I think we’re speaking from two completely different perspectives.
From a developer’s point of view, the answer is: “Yes, this is possible, RadioBOSS can do it.”
From the day-to-day reality of running a radio station, the answer becomes: “Yes, RadioBOSS can do it, but the workflow is so complex that it’s close to unusable in everyday operation.”
When I say that in practice this means 77 presets → 77 lines/definitions inside one event (or spread across multiple events), the response is essentially “RadioBOSS can handle that.”
My point is: RadioBOSS may handle it, but the operator still has to maintain it. With larger setups, this quickly becomes fragile and error-prone.
You suggested using Create Multiple Playlists. Yes, that is technically possible, but the workflow then becomes:
- first, create and maintain all presets
- then use “Create Multiple Playlists”, which still requires explicitly selecting each preset and manually assigning an output name for every generated playlist
- then create an event that generates a large number of M3U files
- and only after that create additional events to load and start those generated playlists
For something that used to be straightforward, this is a significant increase in complexity and maintenance.

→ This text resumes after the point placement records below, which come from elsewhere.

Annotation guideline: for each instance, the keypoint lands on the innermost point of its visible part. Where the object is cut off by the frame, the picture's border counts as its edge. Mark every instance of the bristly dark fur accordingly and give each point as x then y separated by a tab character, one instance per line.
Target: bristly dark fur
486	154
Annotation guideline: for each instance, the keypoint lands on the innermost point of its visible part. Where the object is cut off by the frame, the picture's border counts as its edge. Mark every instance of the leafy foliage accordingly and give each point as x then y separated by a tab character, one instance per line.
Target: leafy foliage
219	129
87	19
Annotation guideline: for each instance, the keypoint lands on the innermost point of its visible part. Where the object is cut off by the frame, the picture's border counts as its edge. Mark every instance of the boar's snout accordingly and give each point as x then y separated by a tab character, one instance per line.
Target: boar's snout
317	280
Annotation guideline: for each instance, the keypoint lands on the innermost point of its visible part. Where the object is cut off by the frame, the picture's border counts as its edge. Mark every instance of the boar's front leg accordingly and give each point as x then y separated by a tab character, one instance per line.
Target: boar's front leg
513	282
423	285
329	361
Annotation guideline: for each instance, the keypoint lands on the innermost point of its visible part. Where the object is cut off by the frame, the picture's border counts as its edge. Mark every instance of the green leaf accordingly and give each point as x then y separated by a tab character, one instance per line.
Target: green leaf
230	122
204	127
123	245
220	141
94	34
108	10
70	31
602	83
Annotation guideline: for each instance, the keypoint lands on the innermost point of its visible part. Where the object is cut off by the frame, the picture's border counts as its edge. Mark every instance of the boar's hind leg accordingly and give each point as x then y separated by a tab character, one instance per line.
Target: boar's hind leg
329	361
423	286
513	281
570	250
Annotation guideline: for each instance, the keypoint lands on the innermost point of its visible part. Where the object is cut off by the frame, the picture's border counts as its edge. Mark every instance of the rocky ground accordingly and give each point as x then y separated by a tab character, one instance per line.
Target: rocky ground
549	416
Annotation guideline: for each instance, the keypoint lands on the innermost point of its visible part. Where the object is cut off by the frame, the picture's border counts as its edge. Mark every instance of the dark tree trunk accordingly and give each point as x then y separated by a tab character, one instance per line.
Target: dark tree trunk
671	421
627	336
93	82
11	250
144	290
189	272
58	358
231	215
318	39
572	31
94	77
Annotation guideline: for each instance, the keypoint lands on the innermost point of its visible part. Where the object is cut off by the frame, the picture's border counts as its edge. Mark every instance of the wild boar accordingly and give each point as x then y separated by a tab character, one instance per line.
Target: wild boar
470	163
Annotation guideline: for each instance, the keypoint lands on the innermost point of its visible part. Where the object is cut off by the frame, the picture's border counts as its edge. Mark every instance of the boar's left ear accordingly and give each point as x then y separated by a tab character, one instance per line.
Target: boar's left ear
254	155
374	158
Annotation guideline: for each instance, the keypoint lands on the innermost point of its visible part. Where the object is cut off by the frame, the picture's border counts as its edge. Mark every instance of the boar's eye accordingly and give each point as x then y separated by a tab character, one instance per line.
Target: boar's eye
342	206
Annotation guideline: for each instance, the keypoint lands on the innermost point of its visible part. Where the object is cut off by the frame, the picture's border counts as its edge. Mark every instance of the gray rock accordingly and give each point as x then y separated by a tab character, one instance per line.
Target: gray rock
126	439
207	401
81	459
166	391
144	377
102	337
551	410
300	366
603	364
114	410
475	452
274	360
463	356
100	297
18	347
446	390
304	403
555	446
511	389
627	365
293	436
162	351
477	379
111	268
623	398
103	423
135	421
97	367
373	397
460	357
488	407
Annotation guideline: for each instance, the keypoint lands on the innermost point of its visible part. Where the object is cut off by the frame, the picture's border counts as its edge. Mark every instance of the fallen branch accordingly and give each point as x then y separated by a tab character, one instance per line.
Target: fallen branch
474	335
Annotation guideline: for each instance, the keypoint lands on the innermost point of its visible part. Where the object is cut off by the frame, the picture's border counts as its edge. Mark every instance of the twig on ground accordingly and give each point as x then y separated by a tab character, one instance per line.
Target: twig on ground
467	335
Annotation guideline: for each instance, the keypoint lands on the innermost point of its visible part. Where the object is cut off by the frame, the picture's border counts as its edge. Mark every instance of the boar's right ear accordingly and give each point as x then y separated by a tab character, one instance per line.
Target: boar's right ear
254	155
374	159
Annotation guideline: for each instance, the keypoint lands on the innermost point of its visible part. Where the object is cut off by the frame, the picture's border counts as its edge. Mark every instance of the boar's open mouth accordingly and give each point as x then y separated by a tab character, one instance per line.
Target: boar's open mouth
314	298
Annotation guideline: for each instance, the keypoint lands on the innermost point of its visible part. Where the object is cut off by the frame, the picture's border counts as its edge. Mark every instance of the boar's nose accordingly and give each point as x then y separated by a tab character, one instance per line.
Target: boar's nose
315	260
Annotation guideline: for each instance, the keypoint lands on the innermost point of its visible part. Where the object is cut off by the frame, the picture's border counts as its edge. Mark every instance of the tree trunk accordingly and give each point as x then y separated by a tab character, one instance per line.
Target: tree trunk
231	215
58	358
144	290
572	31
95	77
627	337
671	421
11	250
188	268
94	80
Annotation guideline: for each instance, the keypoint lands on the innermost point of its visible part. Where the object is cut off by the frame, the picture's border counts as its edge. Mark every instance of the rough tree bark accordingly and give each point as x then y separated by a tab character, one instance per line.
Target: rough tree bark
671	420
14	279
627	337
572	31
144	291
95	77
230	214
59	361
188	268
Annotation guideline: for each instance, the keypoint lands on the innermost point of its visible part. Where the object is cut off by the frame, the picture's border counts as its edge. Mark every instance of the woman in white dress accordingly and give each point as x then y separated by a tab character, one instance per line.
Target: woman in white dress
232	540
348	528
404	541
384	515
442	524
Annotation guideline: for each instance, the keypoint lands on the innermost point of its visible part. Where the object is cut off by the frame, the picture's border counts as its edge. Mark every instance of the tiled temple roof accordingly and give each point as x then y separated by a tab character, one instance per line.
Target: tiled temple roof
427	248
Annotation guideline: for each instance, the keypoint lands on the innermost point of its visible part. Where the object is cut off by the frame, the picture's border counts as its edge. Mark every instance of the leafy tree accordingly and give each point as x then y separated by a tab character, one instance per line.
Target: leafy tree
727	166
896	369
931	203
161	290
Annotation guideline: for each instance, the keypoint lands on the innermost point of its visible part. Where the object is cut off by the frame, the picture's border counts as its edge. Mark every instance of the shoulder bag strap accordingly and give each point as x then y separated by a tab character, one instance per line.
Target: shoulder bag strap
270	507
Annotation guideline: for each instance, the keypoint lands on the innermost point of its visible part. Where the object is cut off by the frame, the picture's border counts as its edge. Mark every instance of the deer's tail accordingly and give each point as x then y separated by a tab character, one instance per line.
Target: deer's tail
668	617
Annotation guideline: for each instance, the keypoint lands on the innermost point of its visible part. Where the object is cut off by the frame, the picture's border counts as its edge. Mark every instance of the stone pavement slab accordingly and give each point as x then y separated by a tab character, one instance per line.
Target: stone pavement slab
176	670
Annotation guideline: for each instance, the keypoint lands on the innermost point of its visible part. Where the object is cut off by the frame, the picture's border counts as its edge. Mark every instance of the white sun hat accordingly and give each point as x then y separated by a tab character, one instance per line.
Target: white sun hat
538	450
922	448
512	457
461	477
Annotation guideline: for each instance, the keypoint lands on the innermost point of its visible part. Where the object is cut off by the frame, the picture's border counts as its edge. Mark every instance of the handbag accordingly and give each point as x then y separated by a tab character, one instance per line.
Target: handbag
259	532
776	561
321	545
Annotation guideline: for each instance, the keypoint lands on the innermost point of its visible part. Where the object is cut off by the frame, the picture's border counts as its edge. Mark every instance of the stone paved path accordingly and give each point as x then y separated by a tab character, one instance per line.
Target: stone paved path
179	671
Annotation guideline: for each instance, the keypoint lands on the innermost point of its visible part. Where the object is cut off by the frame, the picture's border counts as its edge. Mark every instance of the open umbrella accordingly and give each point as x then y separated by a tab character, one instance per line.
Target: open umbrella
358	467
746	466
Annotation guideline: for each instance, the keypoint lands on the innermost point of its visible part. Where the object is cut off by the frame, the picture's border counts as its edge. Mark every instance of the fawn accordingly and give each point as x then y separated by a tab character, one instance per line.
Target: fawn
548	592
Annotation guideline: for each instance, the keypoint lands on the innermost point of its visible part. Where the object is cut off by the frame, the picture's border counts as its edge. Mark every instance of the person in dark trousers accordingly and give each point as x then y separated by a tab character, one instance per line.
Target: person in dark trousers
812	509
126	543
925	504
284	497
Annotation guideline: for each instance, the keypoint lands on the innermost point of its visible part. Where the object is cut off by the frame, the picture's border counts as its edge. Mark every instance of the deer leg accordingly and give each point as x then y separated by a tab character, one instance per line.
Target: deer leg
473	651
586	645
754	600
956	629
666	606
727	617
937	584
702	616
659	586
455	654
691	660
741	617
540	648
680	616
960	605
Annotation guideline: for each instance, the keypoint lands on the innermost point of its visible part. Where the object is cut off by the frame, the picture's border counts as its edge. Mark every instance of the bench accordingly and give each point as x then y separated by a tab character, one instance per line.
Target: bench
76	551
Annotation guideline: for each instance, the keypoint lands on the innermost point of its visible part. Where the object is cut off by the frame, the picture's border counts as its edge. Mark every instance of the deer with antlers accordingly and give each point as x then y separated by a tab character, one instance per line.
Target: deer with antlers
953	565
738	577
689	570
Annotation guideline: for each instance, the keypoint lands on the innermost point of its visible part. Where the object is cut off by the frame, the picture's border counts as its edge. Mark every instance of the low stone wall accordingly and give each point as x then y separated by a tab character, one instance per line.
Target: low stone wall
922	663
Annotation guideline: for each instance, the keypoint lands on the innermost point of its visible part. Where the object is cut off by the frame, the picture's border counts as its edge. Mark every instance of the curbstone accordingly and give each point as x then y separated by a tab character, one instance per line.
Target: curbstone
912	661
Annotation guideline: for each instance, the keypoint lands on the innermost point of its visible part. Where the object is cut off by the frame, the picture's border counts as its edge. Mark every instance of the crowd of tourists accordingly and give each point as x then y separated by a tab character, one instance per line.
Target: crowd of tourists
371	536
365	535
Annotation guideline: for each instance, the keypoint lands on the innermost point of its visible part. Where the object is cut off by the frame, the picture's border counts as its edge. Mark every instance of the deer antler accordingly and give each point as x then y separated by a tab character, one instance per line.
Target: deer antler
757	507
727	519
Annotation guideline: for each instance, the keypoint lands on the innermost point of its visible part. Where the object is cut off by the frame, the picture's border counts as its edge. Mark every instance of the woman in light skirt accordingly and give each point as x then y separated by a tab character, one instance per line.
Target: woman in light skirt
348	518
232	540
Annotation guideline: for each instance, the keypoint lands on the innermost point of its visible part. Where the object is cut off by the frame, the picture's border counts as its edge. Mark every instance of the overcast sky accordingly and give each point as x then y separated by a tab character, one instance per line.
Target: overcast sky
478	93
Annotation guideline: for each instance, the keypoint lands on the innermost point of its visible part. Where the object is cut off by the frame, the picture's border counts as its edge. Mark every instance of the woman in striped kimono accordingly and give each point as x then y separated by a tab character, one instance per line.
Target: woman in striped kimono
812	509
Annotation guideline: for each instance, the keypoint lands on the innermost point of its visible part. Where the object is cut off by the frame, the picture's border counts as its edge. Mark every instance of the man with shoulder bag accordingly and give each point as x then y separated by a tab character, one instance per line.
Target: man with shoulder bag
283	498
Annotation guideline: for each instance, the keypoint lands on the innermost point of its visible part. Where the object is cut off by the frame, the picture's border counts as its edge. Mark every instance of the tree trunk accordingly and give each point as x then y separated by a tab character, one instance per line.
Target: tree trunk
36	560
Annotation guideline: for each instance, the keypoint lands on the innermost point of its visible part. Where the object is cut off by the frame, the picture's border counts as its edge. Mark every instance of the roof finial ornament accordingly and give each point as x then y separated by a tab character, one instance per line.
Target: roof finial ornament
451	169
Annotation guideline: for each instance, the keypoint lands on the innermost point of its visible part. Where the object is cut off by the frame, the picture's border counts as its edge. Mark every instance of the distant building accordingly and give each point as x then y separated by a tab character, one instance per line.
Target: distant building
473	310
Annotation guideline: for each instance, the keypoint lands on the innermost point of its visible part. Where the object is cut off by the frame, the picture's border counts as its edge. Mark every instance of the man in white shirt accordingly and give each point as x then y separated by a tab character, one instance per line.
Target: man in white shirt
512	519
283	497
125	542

You also mentioned that these changes were needed to ensure precise timing.
However, users who needed that level of precision already had it before by using “Save generated playlist to a file.”
Users who didn’t need that level of precision could simply use the Generate preset workflow.
Now the simpler option is gone, and everyone is forced into the more complex “generate-to-file” approach.
So this doesn’t really add precision — precision already existed — it removes choice and pushes everyday operation into a much more complicated and messy process.
Dayparting itself is a nice feature, but in this model it effectively requires working with timestamped M3U files. In real-world radio operation, this becomes impractical very quickly.
For a weekly schedule, we’re talking about 7 × 24 = 168 time slots.
With time-based playlist files, you end up with folders full of M3Us, and there is no clear or reliable way to verify at a glance that every hour is actually covered and nothing is missing.
Your suggestion to split this into 7 folders (one per day, 24 playlists each) doesn’t really solve the problem — it just spreads the same complexity across multiple folders.
It still doesn’t provide a clear overview of coverage and makes it easy to miss a missing hour or a misconfigured event.
I’d also like to clarify that UI cosmetics (icons, emojis in tabs, nicer clocks, visual tweaks) are not what I’m looking for. Nice to have, but...
What I need is a system that works reliably, is logical, easy to maintain, and easy to oversee in daily operation.
I need a playlist generator, dayparting, and rules like do not repeat (including for intros) that solve real programming problems without adding operational complexity.
At times, it gives me the impression that some changes are being pushed mainly to ship a new version with new features, rather than because the overall workflow is fully thought through and ready for real-world use.
From an operator’s perspective, parts of this feel unfinished rather than truly complete.
This approach may work for a small internet radio or a very simple 24 hour playlist, but for a normal, full-format radio station with structured programming, it’s simply not practical.